配慮や気遣いって信用や信頼を生むための行為でもある。相手方を利用する第一歩。詐欺やスパイがよく使うんだ」

「……な、なるほど」

「俺達の場合は自然とできるように教えられているだけだ。けど、立場は裏組織だから普通に嫌がれよ」

「えっ、普通にいい人すぎる啄木さんを嫌がれとは無理では?」


 今までの経緯と啄木の性格の一面を知る真弓は正直に言う。正直の感想に啄木は言葉をつまらせ、頬を赤らめる。


「俺はいい人じゃないって。ったく、ココア飲み終えたら休憩終わりにするぞ」


 強引に話を終わらせられ、真弓は少しだけむっと不満げな表情を見せる。が、今は話が聞けるチャンスであり、啄木に真弓は質問をする。


「はい、啄木さん。創作怪談の怪異について。気になることあるんだけどいいかな?」

「ん、どーぞ」


 啄木はココアを飲みながら挙手する真弓に返事をする。許可が下りたことで、真弓は気になっていた質問を話す。


「今回の『儀式』シリーズもそうなんだけど……創作の怪異というよりも伝承に伝わる妖怪は元々材料とかあれば簡単に作れるものなの?」


 質問に啄木は首を横に振る。


「いいや、非常に難しい。

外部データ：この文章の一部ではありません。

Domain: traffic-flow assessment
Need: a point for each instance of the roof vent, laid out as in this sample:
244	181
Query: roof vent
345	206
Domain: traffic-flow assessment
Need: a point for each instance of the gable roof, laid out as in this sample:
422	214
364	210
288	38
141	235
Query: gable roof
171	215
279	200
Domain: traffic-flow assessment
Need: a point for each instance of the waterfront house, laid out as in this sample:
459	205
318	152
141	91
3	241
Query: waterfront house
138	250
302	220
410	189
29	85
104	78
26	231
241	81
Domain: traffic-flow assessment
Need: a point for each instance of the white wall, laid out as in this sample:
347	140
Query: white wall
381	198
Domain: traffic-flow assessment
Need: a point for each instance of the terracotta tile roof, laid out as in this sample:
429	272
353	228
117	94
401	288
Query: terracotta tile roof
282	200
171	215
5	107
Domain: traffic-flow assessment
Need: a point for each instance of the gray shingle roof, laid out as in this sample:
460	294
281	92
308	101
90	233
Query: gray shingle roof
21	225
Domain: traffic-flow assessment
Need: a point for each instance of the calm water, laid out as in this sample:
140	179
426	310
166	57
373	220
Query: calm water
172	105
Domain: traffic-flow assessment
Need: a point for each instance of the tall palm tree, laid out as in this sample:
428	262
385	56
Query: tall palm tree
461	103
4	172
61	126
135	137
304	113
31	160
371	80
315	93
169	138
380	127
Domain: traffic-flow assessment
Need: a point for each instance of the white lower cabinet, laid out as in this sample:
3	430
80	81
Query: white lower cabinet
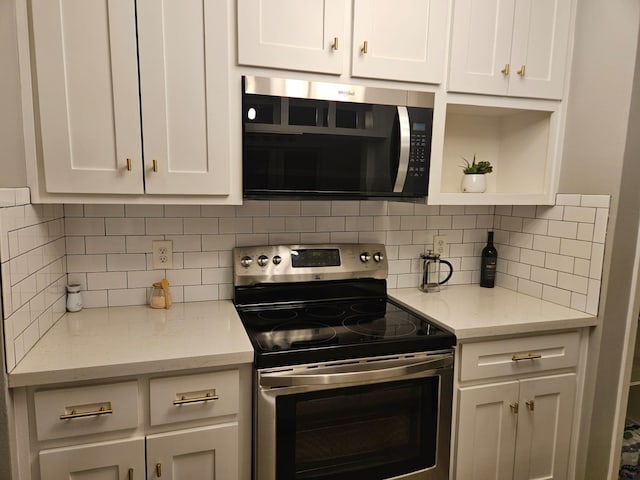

材料が揃っていても作り手の技量が伴ってなければ難しい。特に力の強い妖怪や特殊なものとなるとさらに技量と材料はエグくなる。無茶と難易度を例えると、現在作り方の詳細がわかってない真な曜変天目茶を今すぐ量産しろって言ってるようなものだ」

「……ようへん……? ……あっ、あの国宝の! 茶碗の中身がキラキラのやつ。確かに作るの難しそう……!」


 授業で受けたものであり、真弓は思い出して話す。曜変天目茶碗は国宝の指定されている貴重な茶碗。現存するものは少ない。贋作を出回らせる事はできても、真作を大量生産するのはできない。できたときでも、職人や専門家がいないと難しい。

 理解した真弓に啄木か話す。


「例えをわかりやすく言うと、労力と費用と時間がかなり掛かるし作るのは難しいんだ。そして、創作怪談は話自体が本体。更にわかりやすく言うと、創作怪談がレシピで怪異が料理。組立図が創作怪談で出来上がったものは創作の怪異といえる」


 創作の怪異は、創作話自体が本体である。素があれば筍のようにできてくる。だが、創作の怪異ができるのはその話自体の認知度による。低いものであればあるほど、その怪異は生まれにくくある。『儀式』シリーズはあえて事件を引き起こし『あの都市伝説が現実に起こっている』と認識させる。不安にさせることで、認知度を上げているとも言えよう。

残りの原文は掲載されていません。